A future Democratic administration could submit every oil and gas lease issued since 1996 as a rule, as the subject of disapproval resolutions. 

We’ve already given away too many Article I powers to the executive branch.  Do we really want to give the executive branch this power to submit anything and everything as a rule and allow members to hijack the floor with CRA resolutions?  That is not how this institution is supposed to work.

Then there’s the question of overruling the Parliamentarian.  The “nuclear option”.  The import of overruling the Parliamentarian extends far beyond CRA resolutions.  Once you overrule the Parliamentarian on a legislative matter, all bets are off.  Any future majority would have precedent to overrule the Parliamentarian on legislative matters.  There is no cabining such a decision.  It is tantamount to eliminating the filibuster.  

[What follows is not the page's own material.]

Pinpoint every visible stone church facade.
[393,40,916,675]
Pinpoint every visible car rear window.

Once “You Give a Mouse a Cookie,” it never ends.  Pretend all you want that these waivers are exceptional or that any precedent overruling the Parliamentarian would be limited.  That’s not the way it works.  Soon some members will think their thing is exceptional, and push to use the precedent.  And on and on it will go, if you give the mouse the cookie.

You’d be upending 50 years of treating preemption waivers as agency decisions and not rules; 30 years of deferring to the GAO and the Parliamentarian on what constitutes a “rule” for purposes of the CRA; and centuries of Senate procedure. 

There’s another path.  In 2019, the first Trump EPA used the administrative process to withdraw a previously-granted Clean Air Act waiver that permitted California to set car standards. 

So, I ask my Republican colleagues, is this worth it?  Is it worth “going nuclear” to accomplish something that EPA could accomplish?  Is it worth going nuclear, knowing full well the Pandora’s Box this would open? 

I close with the advice of the majority leader, the senior senator from South Dakota.  He said earlier this year that overruling the Parliamentarian would be “totally akin to killing the filibuster. We can’t go there. People need to understand that.”